What I do propose is that any concept of an organism can be seen as interactions.
The organism itself is a bunch of cellular interactions, and that blob interacts with other blobs and elements of the environment, some of which may be tools or cognitively-extensive information processors. Whenever you try to look at a particular interaction, there is an interface. Zooming into that interface reveals yet more interfaces, and so on. To say anything is direct, in that sense, is false.
For example, an interfacism description of a human becoming aware of a glass of beer would acknowledge that the human as an animate object and the beer glass as an inanimate object are arbitrary abstractions or slices of reality. At that level in that slice, we can say there is an interface between the human and the glass of beer, presumably involving the mind attributed to the human.
But, if we zoom into the interface, there will be more interfaces.
And so on…
And semantics will probably require links to other things, for instance we don’t just see what is in front of us—we can be primed or biased, or hallucinate, or dream, etc.
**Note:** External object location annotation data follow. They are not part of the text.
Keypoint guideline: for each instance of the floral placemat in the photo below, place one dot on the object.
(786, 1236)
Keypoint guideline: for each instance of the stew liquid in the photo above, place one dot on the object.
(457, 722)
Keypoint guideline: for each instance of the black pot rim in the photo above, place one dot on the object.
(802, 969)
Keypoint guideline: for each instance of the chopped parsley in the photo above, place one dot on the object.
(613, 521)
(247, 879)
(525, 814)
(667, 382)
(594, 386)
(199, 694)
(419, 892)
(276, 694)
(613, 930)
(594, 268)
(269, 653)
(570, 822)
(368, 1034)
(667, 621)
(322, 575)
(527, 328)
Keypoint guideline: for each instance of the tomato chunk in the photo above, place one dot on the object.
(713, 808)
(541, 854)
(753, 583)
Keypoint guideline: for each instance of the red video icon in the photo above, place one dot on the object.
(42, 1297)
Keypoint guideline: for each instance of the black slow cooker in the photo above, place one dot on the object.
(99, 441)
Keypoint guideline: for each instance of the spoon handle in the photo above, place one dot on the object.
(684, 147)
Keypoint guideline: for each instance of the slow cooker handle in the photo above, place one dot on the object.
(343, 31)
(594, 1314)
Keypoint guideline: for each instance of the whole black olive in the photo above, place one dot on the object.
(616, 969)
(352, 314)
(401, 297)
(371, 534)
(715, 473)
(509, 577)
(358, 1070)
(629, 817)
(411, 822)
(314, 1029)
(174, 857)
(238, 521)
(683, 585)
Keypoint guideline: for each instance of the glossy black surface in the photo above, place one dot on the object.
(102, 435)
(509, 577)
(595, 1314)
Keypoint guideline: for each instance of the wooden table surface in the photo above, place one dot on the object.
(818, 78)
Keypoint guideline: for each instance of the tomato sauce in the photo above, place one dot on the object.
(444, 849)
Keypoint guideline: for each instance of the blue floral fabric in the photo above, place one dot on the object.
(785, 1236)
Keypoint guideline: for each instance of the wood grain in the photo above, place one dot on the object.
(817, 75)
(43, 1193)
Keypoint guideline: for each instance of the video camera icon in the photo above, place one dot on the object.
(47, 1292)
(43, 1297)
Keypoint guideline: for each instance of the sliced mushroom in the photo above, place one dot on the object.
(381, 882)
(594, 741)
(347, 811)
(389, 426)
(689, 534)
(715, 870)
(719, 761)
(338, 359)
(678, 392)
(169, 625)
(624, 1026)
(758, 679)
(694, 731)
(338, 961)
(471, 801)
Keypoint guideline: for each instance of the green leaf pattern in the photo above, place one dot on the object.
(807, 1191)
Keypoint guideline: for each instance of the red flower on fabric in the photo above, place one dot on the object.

How sensory data comes to mean anything at all almost certainly involves evolutionary history and ontogeny (life history) and current brain states at least as much as any immediate perceptual trigger. And our perception is just a contraption of evolution, so we aren’t really seeing true reality ever—it’s a nonsensical concept.
I think interfacism is possibly a good alternate way to look at how cognition, be it wide or narrow—at any given cognitive granularity, there is no direct connection between two “nodes” or objects. There is just an interface, and anything “direct” is at a level below, recursively. It’s also compatible with non-truthful representations and/or perception.
Some might say that representations have to be truthful or that there are representations, for instance in animal behaviors, because there is some truthful mapping between the real world and the behavior. With an interface point of view we can throw truth out the window. Mappings can be arbitrary. There may be consistent and/or accurate mappings. But they don’t necessarily have to be truthful in any sense aside from that.